A la demande expresse de plusieurs admiratrices et admirateurs du Journal le Chat noir, j’ai décidé vaillamment et unilatéralement de reprendre la publication, avant leur réunion exclusive en volumes, reliés cuir et doré sur tranche, des chroniques de mon « Dictionnaire foutraque des rues de Paris » qui rappelleront de bons souvenirs aux lectrices et lecteurs de nos premiers numéros. De la grandeur, de la beauté, de la vaillance et de l’humour distillés avec soin ont toujours fait de cette chronique l’une des préférées de notre riche et fidèle lectorat. Je lui dédie le présent article avec une émotion teintée d’allégresse, espérant, dans l’accomplissement de cette mission, récolter tous ses suffrages.

Rue du Mont Cenis 48° 53′ 28″ N, 2° 20′ 38″ E

« – Tu vois petit gars, quand tu pisses tout en haut de la rue du Mont-Cenis, ça descend tout de suite vers les profondeurs… Et là tu te sens le roi de Paris, le mecton qu’est pas le frangin à pépère, l’autre cave à deux ronds. » Jules Morbaq, Pas de chance pour Mimile, éditions Balise noir, 1959.

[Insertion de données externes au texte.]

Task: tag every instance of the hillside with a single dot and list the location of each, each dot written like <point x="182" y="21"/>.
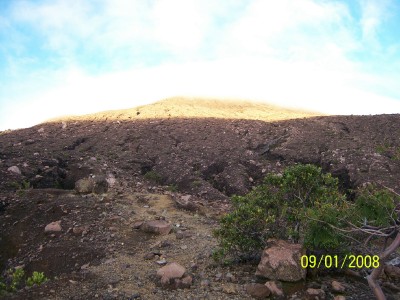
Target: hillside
<point x="184" y="107"/>
<point x="202" y="151"/>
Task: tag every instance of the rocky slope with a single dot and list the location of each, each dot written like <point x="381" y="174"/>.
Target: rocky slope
<point x="153" y="158"/>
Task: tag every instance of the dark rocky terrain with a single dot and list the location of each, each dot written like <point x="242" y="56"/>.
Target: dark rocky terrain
<point x="151" y="164"/>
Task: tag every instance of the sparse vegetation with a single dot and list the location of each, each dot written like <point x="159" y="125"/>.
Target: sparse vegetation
<point x="304" y="205"/>
<point x="12" y="280"/>
<point x="154" y="176"/>
<point x="172" y="188"/>
<point x="37" y="278"/>
<point x="196" y="183"/>
<point x="279" y="208"/>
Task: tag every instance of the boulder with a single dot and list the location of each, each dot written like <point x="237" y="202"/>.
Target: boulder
<point x="160" y="227"/>
<point x="257" y="290"/>
<point x="14" y="169"/>
<point x="100" y="185"/>
<point x="281" y="261"/>
<point x="173" y="276"/>
<point x="315" y="294"/>
<point x="337" y="286"/>
<point x="84" y="186"/>
<point x="186" y="202"/>
<point x="392" y="271"/>
<point x="275" y="288"/>
<point x="53" y="227"/>
<point x="97" y="185"/>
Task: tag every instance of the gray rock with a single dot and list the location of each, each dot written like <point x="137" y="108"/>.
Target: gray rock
<point x="337" y="286"/>
<point x="160" y="227"/>
<point x="172" y="276"/>
<point x="317" y="294"/>
<point x="84" y="186"/>
<point x="281" y="261"/>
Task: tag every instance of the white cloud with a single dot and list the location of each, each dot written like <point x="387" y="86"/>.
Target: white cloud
<point x="373" y="15"/>
<point x="287" y="52"/>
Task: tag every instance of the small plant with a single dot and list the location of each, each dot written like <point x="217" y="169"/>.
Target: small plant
<point x="37" y="278"/>
<point x="196" y="183"/>
<point x="280" y="208"/>
<point x="154" y="176"/>
<point x="25" y="185"/>
<point x="172" y="188"/>
<point x="11" y="280"/>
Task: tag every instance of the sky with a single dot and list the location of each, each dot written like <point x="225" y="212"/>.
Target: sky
<point x="65" y="57"/>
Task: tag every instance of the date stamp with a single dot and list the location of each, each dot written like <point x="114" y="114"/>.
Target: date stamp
<point x="333" y="261"/>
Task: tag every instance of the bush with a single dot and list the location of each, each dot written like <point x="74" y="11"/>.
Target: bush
<point x="304" y="205"/>
<point x="281" y="208"/>
<point x="11" y="280"/>
<point x="37" y="278"/>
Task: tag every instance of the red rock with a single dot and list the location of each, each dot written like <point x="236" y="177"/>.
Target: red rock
<point x="337" y="286"/>
<point x="274" y="288"/>
<point x="170" y="271"/>
<point x="53" y="227"/>
<point x="257" y="290"/>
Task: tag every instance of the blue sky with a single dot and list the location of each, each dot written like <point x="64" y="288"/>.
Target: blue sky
<point x="60" y="57"/>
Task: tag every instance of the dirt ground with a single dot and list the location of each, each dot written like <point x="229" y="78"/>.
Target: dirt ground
<point x="152" y="162"/>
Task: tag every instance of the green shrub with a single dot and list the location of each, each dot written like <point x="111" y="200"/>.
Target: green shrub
<point x="37" y="278"/>
<point x="11" y="280"/>
<point x="290" y="206"/>
<point x="304" y="205"/>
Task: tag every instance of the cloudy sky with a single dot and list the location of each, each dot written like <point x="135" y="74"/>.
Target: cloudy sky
<point x="61" y="57"/>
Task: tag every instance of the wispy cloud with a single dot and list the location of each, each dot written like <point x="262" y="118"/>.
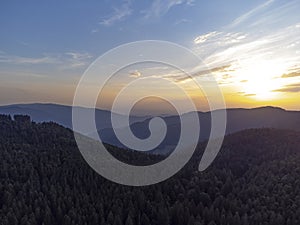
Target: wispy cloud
<point x="249" y="14"/>
<point x="135" y="74"/>
<point x="4" y="58"/>
<point x="291" y="74"/>
<point x="119" y="14"/>
<point x="182" y="21"/>
<point x="78" y="60"/>
<point x="161" y="7"/>
<point x="182" y="77"/>
<point x="203" y="38"/>
<point x="68" y="60"/>
<point x="292" y="88"/>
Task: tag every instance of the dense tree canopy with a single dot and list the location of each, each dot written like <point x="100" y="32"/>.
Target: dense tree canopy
<point x="44" y="180"/>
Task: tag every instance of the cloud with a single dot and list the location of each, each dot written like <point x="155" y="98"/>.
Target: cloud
<point x="182" y="21"/>
<point x="181" y="77"/>
<point x="249" y="14"/>
<point x="118" y="14"/>
<point x="292" y="88"/>
<point x="77" y="59"/>
<point x="292" y="74"/>
<point x="135" y="74"/>
<point x="162" y="7"/>
<point x="66" y="60"/>
<point x="203" y="38"/>
<point x="4" y="58"/>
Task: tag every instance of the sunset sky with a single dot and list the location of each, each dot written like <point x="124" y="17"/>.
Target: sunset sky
<point x="252" y="48"/>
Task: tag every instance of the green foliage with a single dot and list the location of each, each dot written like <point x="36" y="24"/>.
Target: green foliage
<point x="44" y="180"/>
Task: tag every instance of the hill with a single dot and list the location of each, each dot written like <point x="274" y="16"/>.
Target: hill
<point x="44" y="180"/>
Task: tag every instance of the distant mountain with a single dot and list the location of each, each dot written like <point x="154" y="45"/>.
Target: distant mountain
<point x="45" y="180"/>
<point x="61" y="114"/>
<point x="237" y="120"/>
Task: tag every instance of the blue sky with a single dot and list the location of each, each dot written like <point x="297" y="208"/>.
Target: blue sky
<point x="45" y="46"/>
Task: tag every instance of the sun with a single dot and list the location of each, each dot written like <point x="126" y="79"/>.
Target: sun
<point x="260" y="80"/>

La partie de la rue la plus intéressante se situe sur la butte Montmartre, la suite rejoignant la rue Belliard n’étant qu’un prolongement sans âme, mais ce n’est absolument pas la faute de Catherine H. qui réside dans cette dernière section. Laborieuse et volontaire, elle a d’ailleurs été couronnée rosière de Mont Cenis en 1973, distinction honorifique certes, mais dotée d’un joli prix : un séjour au Sanatorium du Mont Cenis tous frais payés, un filet garni et une bouteille de mousseux. Et ce n’est pas sans émotion qu’aujourd’hui Catherine, trois fois grand-mère, montre avec fierté à ses petits-enfants le bouchon de la bouteille, unique souvenir de ce couronnement.

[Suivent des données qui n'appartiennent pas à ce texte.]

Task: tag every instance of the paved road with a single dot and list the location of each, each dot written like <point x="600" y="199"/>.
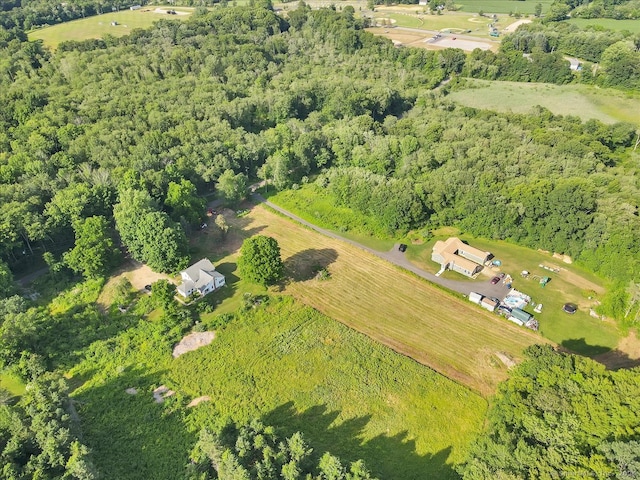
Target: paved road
<point x="398" y="258"/>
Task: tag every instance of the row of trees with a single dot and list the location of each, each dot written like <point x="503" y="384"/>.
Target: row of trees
<point x="39" y="435"/>
<point x="557" y="416"/>
<point x="238" y="92"/>
<point x="254" y="451"/>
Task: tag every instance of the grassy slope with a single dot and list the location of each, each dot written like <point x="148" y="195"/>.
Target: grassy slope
<point x="390" y="305"/>
<point x="609" y="23"/>
<point x="503" y="6"/>
<point x="347" y="393"/>
<point x="579" y="332"/>
<point x="586" y="102"/>
<point x="100" y="25"/>
<point x="289" y="365"/>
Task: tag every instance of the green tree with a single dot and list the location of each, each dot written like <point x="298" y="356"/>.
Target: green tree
<point x="184" y="202"/>
<point x="6" y="280"/>
<point x="554" y="415"/>
<point x="94" y="252"/>
<point x="163" y="293"/>
<point x="260" y="260"/>
<point x="538" y="10"/>
<point x="149" y="234"/>
<point x="232" y="186"/>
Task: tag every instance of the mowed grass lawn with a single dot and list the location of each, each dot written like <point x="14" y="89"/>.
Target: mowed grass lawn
<point x="585" y="102"/>
<point x="580" y="332"/>
<point x="301" y="371"/>
<point x="100" y="25"/>
<point x="456" y="21"/>
<point x="503" y="6"/>
<point x="386" y="303"/>
<point x="632" y="26"/>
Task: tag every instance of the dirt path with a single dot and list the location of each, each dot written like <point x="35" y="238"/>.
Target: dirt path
<point x="514" y="26"/>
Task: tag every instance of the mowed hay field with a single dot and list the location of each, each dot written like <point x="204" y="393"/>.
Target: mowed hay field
<point x="301" y="371"/>
<point x="585" y="102"/>
<point x="100" y="25"/>
<point x="392" y="306"/>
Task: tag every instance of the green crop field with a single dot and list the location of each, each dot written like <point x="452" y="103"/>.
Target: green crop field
<point x="454" y="21"/>
<point x="287" y="364"/>
<point x="101" y="25"/>
<point x="415" y="318"/>
<point x="504" y="6"/>
<point x="606" y="105"/>
<point x="632" y="26"/>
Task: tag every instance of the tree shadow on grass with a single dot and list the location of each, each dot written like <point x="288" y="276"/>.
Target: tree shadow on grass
<point x="132" y="436"/>
<point x="306" y="264"/>
<point x="616" y="359"/>
<point x="387" y="457"/>
<point x="579" y="345"/>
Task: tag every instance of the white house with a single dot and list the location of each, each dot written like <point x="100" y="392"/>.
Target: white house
<point x="456" y="255"/>
<point x="200" y="277"/>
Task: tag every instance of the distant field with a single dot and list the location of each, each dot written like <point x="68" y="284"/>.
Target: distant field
<point x="503" y="6"/>
<point x="608" y="106"/>
<point x="391" y="306"/>
<point x="631" y="25"/>
<point x="100" y="25"/>
<point x="570" y="285"/>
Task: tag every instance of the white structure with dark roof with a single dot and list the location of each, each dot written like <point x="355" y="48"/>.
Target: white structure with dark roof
<point x="454" y="254"/>
<point x="200" y="277"/>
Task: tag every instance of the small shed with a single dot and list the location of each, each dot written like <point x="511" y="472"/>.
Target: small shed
<point x="475" y="297"/>
<point x="521" y="315"/>
<point x="488" y="304"/>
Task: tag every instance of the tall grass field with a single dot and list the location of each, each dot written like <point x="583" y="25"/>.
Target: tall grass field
<point x="585" y="102"/>
<point x="504" y="6"/>
<point x="288" y="365"/>
<point x="100" y="25"/>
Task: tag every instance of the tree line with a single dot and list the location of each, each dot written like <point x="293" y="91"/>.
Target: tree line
<point x="134" y="131"/>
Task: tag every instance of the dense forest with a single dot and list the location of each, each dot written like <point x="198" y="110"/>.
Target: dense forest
<point x="148" y="122"/>
<point x="560" y="415"/>
<point x="107" y="147"/>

Le machin en béton planté comme un piquet au milieu du square Claude Charpentier a été construit en 1927. Contrairement aux idées reçues, il ne s’agit pas d’un rbnb, ni du siège de la société secrète féministe des « Souris montmartroises », mais plus simplement d’un château d’eau dont le style néo-byzantin et la hauteur de 43 mètres forcent le respect. Tout ça permettant de boire un coup de flotte, de se laver le… et aussi de préparer tranquillou son pastis entre amis. Avec ses 900 m3 de contenance, ça fait une bonne marge pour l’apéro. De plus, maintenant, à la suite d’une convention, une dizaine de radios parisiennes peuvent émettre grâce aux antennes placées à son sommet. Et inutile de chercher l’ascenseur pour la visite, l’endroit est interdit au public, des fois qu’un petit malin fasse pipi dans le machin, histoire de rigoler.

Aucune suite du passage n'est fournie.